Details
-
Bug
-
Status: Closed
-
Critical
-
Resolution: Fixed
-
2.3.4
-
None
Description
https://issues.apache.org/jira/browse/HIVE-10329 helped in moving away from hadoop's ReflectionUtils constructor cache issue (https://issues.apache.org/jira/browse/HADOOP-10513).
However, there are corner cases where hadoop's ReflectionUtils is in use and this causes gradual build up of memory in HS2.

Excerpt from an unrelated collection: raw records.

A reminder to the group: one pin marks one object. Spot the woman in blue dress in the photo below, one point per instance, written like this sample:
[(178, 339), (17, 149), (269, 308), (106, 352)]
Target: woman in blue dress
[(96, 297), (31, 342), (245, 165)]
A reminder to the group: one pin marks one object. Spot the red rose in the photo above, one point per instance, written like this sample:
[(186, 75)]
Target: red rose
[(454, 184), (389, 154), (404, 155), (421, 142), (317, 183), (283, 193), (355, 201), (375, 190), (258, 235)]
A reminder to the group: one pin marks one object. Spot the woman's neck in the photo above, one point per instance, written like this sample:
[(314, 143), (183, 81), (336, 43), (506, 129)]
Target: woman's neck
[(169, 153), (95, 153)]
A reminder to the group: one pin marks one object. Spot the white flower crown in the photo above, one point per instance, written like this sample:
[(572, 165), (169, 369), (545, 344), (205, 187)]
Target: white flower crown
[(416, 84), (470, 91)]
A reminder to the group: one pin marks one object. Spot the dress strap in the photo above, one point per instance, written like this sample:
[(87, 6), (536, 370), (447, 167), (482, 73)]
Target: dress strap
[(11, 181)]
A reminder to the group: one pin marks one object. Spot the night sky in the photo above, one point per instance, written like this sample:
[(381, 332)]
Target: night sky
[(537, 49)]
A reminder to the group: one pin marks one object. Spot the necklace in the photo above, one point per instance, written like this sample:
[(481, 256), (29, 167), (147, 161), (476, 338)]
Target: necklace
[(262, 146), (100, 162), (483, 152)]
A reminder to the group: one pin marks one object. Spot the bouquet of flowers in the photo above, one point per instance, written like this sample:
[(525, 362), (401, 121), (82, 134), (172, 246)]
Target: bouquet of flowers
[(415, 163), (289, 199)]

I have observed this in Hive 2.3. But the codepath in master for this has not changed much.
Easiest way to repro would be to add a temp function which extends GenericUDF. In FunctionRegistry::cloneGenericUDF, this would
end up using org.apache.hadoop.util.ReflectionUtils.newInstance which in turn lands up in COSNTRUCTOR_CACHE of ReflectionUtils.
CREATE TEMPORARY FUNCTION dummy AS 'com.hive.test.DummyGenericUDF' USING JAR 'file:///home/test/udf/dummy.jar'; select dummy(); at org.apache.hadoop.util.ReflectionUtils.newInstance(ReflectionUtils.java:107) at org.apache.hadoop.hive.ql.exec.FunctionRegistry.cloneGenericUDF(FunctionRegistry.java:1353) at org.apache.hadoop.hive.ql.exec.FunctionInfo.getGenericUDF(FunctionInfo.java:122) at org.apache.hadoop.hive.ql.parse.TypeCheckProcFactory$DefaultExprProcessor.getXpathOrFuncExprNodeDesc(TypeCheckProcFactory.java:983) at org.apache.hadoop.hive.ql.parse.TypeCheckProcFactory$DefaultExprProcessor.process(TypeCheckProcFactory.java:1359) at org.apache.hadoop.hive.ql.lib.DefaultRuleDispatcher.dispatch(DefaultRuleDispatcher.java:90) at org.apache.hadoop.hive.ql.lib.DefaultGraphWalker.dispatchAndReturn(DefaultGraphWalker.java:105) at org.apache.hadoop.hive.ql.lib.DefaultGraphWalker.dispatch(DefaultGraphWalker.java:89) at org.apache.hadoop.hive.ql.lib.ExpressionWalker.walk(ExpressionWalker.java:76) at org.apache.hadoop.hive.ql.lib.DefaultGraphWalker.startWalking(DefaultGraphWalker.java:120)
Note: Reflection based invocation of hadoop's ReflectionUtils::clear was removed in 2.x.